Nevada City-based songwriter Mariee Sioux spits piney rhymes over oaken-tuned acoustic plucking. Her twilight narratives detail encounters with ghosts, myriad woodland creatures, and her mom. But with a voice that bends around the branches with more flexibility than her fellow folk-nymphs, you couldn't pick a better guide for your night-hike. (Thursday, May 10, Argus Lounge, 7:30 p.m.)
I Am Spoonbender / Steven Stapelton
Subliminal messages are the, um, "underlying" theme of the latest I Am Spoonbender album, Buy Hidden Persuaders. So prepare to be subconsciously manipulated when this local group performs its hyperkinetic Numanoid synthwave for the first time in three years. Steven Stapleton of legendary experimental group Nurse With Wound serves up a special prepared DJ set, and openers Ariel Pink and Phase Chancellor (comprising local electronics wizards Matmos and Lesser) ensure an unusual evening. (Friday, May 11, Mezzanine, 9 p.m.)
Kid 606, Trackademicks, Lazer Sword, Luke's Anger, DJ Shane King
This showcase is anything but by the numbers, but we've got its digits. And those are 303, and 606, and 808 the model codes of vintage Roland beat and bass generators. Now take those percolators, filter them through gagging laptops, and let them spurt quick as R. Kelly tracks make babies and you'll see MCs and DSP MVPs slap it up, flip it, and rub it down ... "it" being freq-y, bassbin-threatening fractured funk. (Friday, May 11, Rickshaw Stop, 8 p.m.)
Acid Mothers Temple and Mammatus
Though Mammatus' new album is called The Coast Explodes, this show with Japanese psych-culters Acid Mothers Temple reminds music heads of the seismic phenomena across the rim that triggered the band's rock blast. AMT paved a sugar cube-bricked path for the young Californians, and tonight both groups will arrive at an elysian field where Marshall stacks tower and acid showers are frequent and welcome. (Saturday, May 12, Bottom of the Hill, 10 p.m.)
Blectum From Blechdom
From 1998 to 2002, local female duo Blectum From Blechdom flipped cutting-edge electronica on its ass by taking a madcap approach to laptops, samplers, and electronic toys. The avant-goofy music of Blevin Blectum and Kevin Blechdom could range from squelchy twitch-beats to absurdist electro-pop and Dadaist sound collages. After a few estranged years, Blectum From Blechdom is back, and will present two different audio/video performances at the Lab's "Double Headed Double Header." (Tuesday-Wednesday, May 15-16, the Lab, 8 p.m.)
France's Cheveu is loud, cheap, and smart. It jitters out menacing Franglais rants and tales of sexual misconduct over rattling bass, dark Casio work, and thuggish blues guitar riffs. R'n'R purists have called Cheveu the best band in its home country. For proof, you could hunt down its 7-inches, check its MySpace, or shit, just show up tonight and see how long it takes you start hip-shaking like a total imbécile. (Friday, May 18, Hemlock Tavern, 9:30 p.m.)
Kevin Junior, the Chamber Strings' main-man, is Midwestern born 'n' bred. However, seeing his Brit-fop appearance, you'd swear he was in the Stones in 1966, Faces circa 1973, or the Heartbreakers in '77. Junior lived in England briefly, accompanying ex-Swell Maps Nikki Sudden and Epic Soundtracks. Drawing inspiration from the aforementioned, the Chamber Strings marshal aspects of lean, unkempt rock, classic melodious hooks, and wry melancholia, judiciously balancing debauched scruffiness with stylish finesse. (Friday, May 18, Café du Nord, 8 p.m.)

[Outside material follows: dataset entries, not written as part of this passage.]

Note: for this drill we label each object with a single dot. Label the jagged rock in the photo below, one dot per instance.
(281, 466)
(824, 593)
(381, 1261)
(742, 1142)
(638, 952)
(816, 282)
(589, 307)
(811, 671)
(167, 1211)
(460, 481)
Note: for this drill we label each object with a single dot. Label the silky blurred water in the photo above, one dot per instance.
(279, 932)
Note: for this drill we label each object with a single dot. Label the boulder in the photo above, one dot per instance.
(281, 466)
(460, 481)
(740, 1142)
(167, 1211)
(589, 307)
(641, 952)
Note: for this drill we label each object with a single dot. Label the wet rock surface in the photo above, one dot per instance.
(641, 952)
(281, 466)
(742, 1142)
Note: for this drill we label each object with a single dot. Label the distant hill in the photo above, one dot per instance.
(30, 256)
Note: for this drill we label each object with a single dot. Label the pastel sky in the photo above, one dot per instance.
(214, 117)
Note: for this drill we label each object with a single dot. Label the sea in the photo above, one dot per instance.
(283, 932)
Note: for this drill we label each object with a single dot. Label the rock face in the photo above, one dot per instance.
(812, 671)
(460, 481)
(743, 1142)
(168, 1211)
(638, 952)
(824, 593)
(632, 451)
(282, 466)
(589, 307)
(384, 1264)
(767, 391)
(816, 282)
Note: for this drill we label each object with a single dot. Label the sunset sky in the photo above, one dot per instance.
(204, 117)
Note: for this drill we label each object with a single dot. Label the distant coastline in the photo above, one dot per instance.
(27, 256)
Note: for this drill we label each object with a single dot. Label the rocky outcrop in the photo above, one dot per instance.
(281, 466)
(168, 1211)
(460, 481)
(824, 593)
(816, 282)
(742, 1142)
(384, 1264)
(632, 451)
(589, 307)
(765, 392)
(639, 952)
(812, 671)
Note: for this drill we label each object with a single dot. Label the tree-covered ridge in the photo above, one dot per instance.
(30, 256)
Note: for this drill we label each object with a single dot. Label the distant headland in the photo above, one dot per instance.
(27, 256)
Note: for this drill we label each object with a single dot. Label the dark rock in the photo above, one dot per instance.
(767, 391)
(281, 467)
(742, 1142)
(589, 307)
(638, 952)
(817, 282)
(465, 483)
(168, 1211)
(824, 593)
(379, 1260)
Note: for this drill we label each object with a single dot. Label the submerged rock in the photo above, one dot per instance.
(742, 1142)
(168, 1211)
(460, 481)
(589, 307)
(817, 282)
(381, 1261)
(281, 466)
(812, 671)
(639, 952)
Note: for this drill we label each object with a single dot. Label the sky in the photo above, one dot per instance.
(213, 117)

As a genre, the term "white boy Afrobeat" sounds so wrong. And yet the grooves pouring out of San Diego's white boy Afrobeat band ÁSoCiety! sound so right. With a touring membership hovering somewhere around a dozen people including a pair of preternaturally talented twin brothers and their tatted-out backup dancers the ÁSoCiety! live show is completely unpredictable and in a class all its own. (Saturday, May 19, Café du Nord, 8 p.m.)